A todos los efectos, es
una declaración de guerra. Salta a la vista la diferencia formal y de tono con
los diversos documentos en los que Pablo VI anunció, programó y llevó a cabo a
partir de 1964 su reforma litúrgica, finalmente oficializada por la
constitución apostólica Missale
Romanum del 3 de abril de 1969, con la que a todos los efectos el
Rito Romano antiguo fue sustituido (es la palabra más apropiada desde el punto
de vista de las intenciones que de los actos) por el nuevo rito en lengua
vulgar. En los documentos montinianos encontramos en repetidas ocasiones
muestras de un modo hipócrita pero evidente dolor, pesar y remordimiento
mientras –paradójicamente– ensalza la belleza y sacralidad del rito antiguo.
En resumen, es como si
Montini dijera: «Hasta nunca, querido rito de siempre, ¡pero qué bonito eras!».
Por el contrario, en el
documento bergogliano se trasluce, como muchos han observado, odio a aquel
rito. Un odio incontenible.
Naturalmente, no es
Bergoglio quien ha iniciado esta guerra, desatada por el movimiento litúrgico
modernista (o, si se prefiere, el protestantismo) sino, a nivel oficial y
operativo, el propio Pablo VI. Si se me permite la atrevida y popular metáfora,
Bergoglio sólo se ha puesto a disparar a la desesperada intentando matar
de una vez por todas a un herido de muerte que durante las décadas del
postconcilio no sólo no ha muerto sino que ha revivido arrastrando consigo a un
número incalculable de fieles en todo el mundo, con un aumento exponencial en
los últimos catorce años.
Y ahí está el quid de la
cuestión. El clero progresista y más entusiásticamente modernista ha tenido que
soportar a regañadientes el motu proprio de Benedicto XVI, pero al mismo tiempo
ha estado actuando contra la Misa de siempre por medio de la resistencia hostil
de una grandísima parte del episcopado internacional que siempre ha
desobedecido descaradamente a cuanto decreta Summorum pontificum desde
los mismos años del pontificado ratzingeriano, y más aún desde su renuncia
para acá.
La hostilidad de los
obispos ha dado lugar a que al final el deber de mantener activo el motu
proprio dependiese con harta frecuencia del valor de algunos sacerdotes que lo
celebraban de todos modos sin autorización del obispo (lo cual no era
ciertamente necesario). Pues bien, esos prelados constante y obstinadamente
desobedientes al Soberano Pontífice de la Iglesia Católica y al motu proprio de
éste, en nombre de la obediencia al Sumo Pontífice y a un motu proprio suyo
podrán ahora no sólo continuar sino intensificar su labor de censura, la guerra
que ya no es oculta sino evidente, como de hecho venía sucediendo.
Pero Francisco no se ha
limitado a disparar contra una víctima inmortal. Ha querido ir más allá,
enterrarla en vida de forma tan veloz como furtiva y monstruosa, afirmando que
el rito nuevo es lex orandi de la Iglesia Católica. De lo
cual habría que colegir que la Misa de siempre ya no sería la Lex
orandi.
Sabido es que nuestro
pontífice es un ignorante en materia de teología (que es como decir que un
médico no sabe de medicina o un herrero no sabe emplear el hierro y el fuego).

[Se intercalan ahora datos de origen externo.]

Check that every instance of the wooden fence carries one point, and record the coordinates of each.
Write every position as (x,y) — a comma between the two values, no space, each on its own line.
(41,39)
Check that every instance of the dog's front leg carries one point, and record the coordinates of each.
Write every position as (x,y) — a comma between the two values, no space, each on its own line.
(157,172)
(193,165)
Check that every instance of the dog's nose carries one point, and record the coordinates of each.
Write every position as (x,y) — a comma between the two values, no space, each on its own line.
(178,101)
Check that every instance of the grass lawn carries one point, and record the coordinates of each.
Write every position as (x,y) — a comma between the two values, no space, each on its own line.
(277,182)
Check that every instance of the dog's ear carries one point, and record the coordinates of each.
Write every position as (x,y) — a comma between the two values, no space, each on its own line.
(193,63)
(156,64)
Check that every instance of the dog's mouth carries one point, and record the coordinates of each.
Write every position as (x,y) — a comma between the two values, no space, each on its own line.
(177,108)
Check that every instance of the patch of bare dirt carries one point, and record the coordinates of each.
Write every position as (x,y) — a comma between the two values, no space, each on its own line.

De hecho, la Lex orandi de la Iglesia no es una ley de
derecho positivo aprobada por un parlamento o dictada por un soberano que pueda
ser revocada, alterada, sustituida, mejorada o empeorada en cualquier momento.
Es más, la Lex orandi de la Iglesia no es una cosa concreta
delimitada por el tiempo y el espacio, sino el conjunto de normas teológicas y
espirituales de uso litúrgico y pastoral a lo largo de toda la historia de la
Iglesia, desde los tiempos del Evangelio –en concreto desde Pentecostés– hasta
hoy. Para que se pueda vivir obviamente en el presente, hunde sus raíces en
todo el pasado de la Iglesia. No hablamos, por tanto, de nada humano
–exclusivamente humano– que un cacique cualquiera pueda alterar a su antojo.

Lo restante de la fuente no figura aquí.